ですが、本審査の段階になって、生命保険の加入時などのような「本格的な告知事項」の項目が出てきたため、「実は2年前に一度パニック障害の診断をうけ投薬を受けていた時期があります」と告知されたのです。
(パニック障害の方を揶揄するわけではありませんが、冗談抜きで)金融機関の担当者と私がパニックになりました。
この方は無事「ワイド団信」に審査を切り替えて審査が通過しましたが、不動産のほうの売買契約も終わっていましたので、告知義務違反や不実の告知で住宅ローンが通らなければ売買契約の契約違反にまでなる可能性のある危険なことです。
日程的にワイド団信しかなかった
このお客様の場合は売買契約が終わっていました。購入物件が建売新築一戸建てということもあり、物件価格の交渉もされたこともあり、引き渡しまでの日程はとても短い契約でした。(建売は価格交渉すると日程が短くなります。詳細はこちらのページを)
ですので、本当は団信なしでフラット35で借りて、あらたに生命保険に加入したほうが、ワイド団信で借りる場合の実質的な保険料よりお得なので、できればそちらにしたいということだったのですが、
日程的にフラット35の審査を一から始めると、売買契約の引渡し日に間に合わないため、りそな銀行さんのワイド団信で借入することになりました。
事前審査の段階で告知していただければ、フラットという選択肢も使えたの・・・という案件でした。
住宅ローンの事前審査申込書の告知は軽い
こういった事前審査の段階で告知をしていない場合に、あまりお客さんのことばかり責められません。金融機関にもよりますが、実は事前審査の申込書の健康状態の告知の部分は小さかったり簡略化されていたり、そもそもなかったりということもあります。
こちらは南都銀行さんの事前審査申込書ですが告知する箇所は特に見当たりません。以前はこちらの銀行も、はい・いいえの2択で横にハンコを押すという申込書だったんですが、簡略化されてしまっています。
こういこともあり「別に大したことじゃないのかな?と思って」と告知をせずに事前審査を受ける方も出てくるということです。(とても大事なことなので、これからはきちんと聞き取りができるようにしたいと思います。)
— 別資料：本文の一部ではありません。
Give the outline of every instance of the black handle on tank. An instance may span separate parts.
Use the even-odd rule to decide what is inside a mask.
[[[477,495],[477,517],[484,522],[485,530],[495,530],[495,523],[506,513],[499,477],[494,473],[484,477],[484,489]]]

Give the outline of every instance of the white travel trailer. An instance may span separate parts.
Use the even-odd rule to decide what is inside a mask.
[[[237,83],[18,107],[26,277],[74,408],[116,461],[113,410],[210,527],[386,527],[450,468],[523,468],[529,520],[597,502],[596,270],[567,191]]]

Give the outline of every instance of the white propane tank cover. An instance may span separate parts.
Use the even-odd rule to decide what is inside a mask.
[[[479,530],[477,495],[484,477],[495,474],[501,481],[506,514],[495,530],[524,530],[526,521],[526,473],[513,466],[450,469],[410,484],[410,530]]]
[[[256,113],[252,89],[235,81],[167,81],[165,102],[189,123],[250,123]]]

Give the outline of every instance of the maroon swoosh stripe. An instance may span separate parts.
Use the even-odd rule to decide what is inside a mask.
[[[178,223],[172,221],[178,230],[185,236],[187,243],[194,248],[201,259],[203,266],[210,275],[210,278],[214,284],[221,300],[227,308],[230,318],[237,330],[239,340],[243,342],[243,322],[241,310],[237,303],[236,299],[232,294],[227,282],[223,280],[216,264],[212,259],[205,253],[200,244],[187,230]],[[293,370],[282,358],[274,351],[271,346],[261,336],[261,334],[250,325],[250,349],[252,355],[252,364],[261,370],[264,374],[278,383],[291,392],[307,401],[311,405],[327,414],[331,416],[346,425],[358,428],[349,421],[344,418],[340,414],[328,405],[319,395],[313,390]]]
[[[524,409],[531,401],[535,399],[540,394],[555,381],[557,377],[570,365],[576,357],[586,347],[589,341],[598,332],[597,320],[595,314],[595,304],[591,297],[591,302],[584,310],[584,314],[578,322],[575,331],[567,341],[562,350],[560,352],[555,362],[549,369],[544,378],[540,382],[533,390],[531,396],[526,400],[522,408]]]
金融機関の人も不動産営業マンもどちらかと言えば「借りてほしい人」です。言ったら借りられないんじゃないかと思う必要もありません。なんでも相談した方がいいです。
パニック障害で住宅ローンは通る?住宅ローンを通す2つの方法と注意点:まとめ
パニック障害でもフラット35やワイド団信で住宅ローンの借入は可能。
ただ軽度の精神疾患だという認識でも住宅ローンの審査の際にはきっちり伝えておかないといけない。